In this way Julie Klassen introduces us to Charlotte on the morning of the day she leaves home -– to the good-riddance of her cold father, the vicar, and her jealous sister. But the leaving is anything but a relief to her. For she is on her way to London and Milkweed Manor, a lying-in hospital for unwed mothers. In Lady of Milkweed Manor, Klassen goes on to tell the story of Charlotte’s coming-of-age through the birth of her child and the difficult decisions she must make as a single mother in early 19th-century England.
Klassen establishes and sustains the historical ambience of the book with all the right paraphernalia.
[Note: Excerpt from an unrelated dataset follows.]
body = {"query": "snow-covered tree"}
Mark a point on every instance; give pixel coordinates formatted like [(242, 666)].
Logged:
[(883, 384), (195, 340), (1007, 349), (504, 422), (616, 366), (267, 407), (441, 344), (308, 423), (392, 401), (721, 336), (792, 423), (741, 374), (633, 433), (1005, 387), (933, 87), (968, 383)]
She’s obviously done her homework into what people wore, ate, drove, how they spent their leisure, even how they talked: “A pleasant prospect?”, “How fortuitous . . . .”, “Is this a new affliction?” The society she has created is rife with class consciousness, courtly though sometimes insincere manners, and strong ideas of what is and isn’t acceptable. It reminded me of the world of Jane Austen.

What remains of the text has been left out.